Leonid Observations were among the first official observations of meteor showers to be recorded. What is more, they are ranked among the most interesting ones. The fact that they provide prolific meteor outbursts every 33 years with steady annual showers is appealing to both professionals and amateurs. Scientists all over the world carefully track each shower activity as they provide insights crucial for understanding space. And even though we have known about Leonids for over a century, there is still much to discover.
If you want to go back into the past and explore past observations of Leonid showers, you can visit the American Meteor Society. There you will find interesting articles about the history of Leonid Showers. European Space Agency also has articles related to 1998-1999 Leonid observations. They have a special corner dedicated to Leonids and their unpredictable nature that amazes astronomers worldwide.
There is much to uncover and learn about space rocks. So, if you want to inform about Leonid meteor showers and dates for the upcoming shower, visit the American Meteor Society (AMS). The site also provides astonishing information about each shower, so you can explore even the minor and lesser-known showers. They also publish a shower calendar for each year. That is great if you plan to prepare for observations.
AMS also hosts numerous observation programs, much like ESA (European Space Agency) who even has an educational section reserved for space fans. Moreover, another inexhaustible source of information and entertainment is the International Meteor Organization (IMO). There you can explore their observation methods, or even enter the fireball programs. They make sure to keep track of every major shower and update their findings regularly.
NASA also posts updates and findings of Leonids frequently. If you wish to explore databases with historical information that you cannot otherwise find anywhere else, visit Astrophysics Data System.

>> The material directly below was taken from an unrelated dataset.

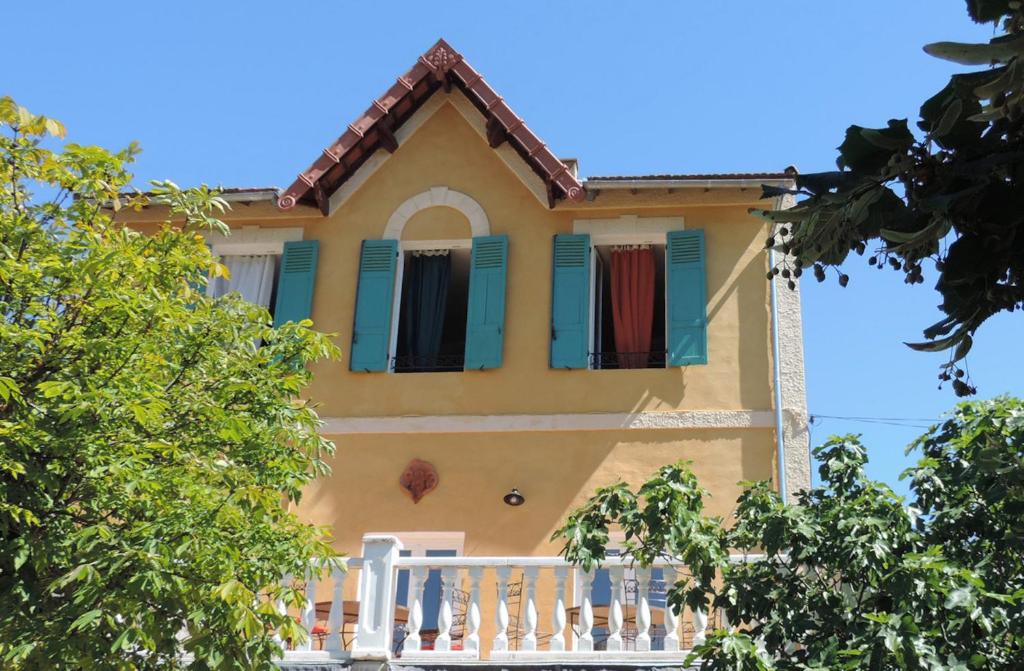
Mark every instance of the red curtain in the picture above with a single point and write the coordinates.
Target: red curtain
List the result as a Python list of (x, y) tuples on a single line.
[(633, 304)]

There you can browse endless publications and papers on virtually any topic. Once you finish up with extensive research, you might want to dive into up-to-date news and articles about events happening right now. The Armagh Observatory and Planetarium will undoubtedly provide you with everything you need in that aspect. There’s an excellent blog with updated facts about each on-going meteor shower – and many other things!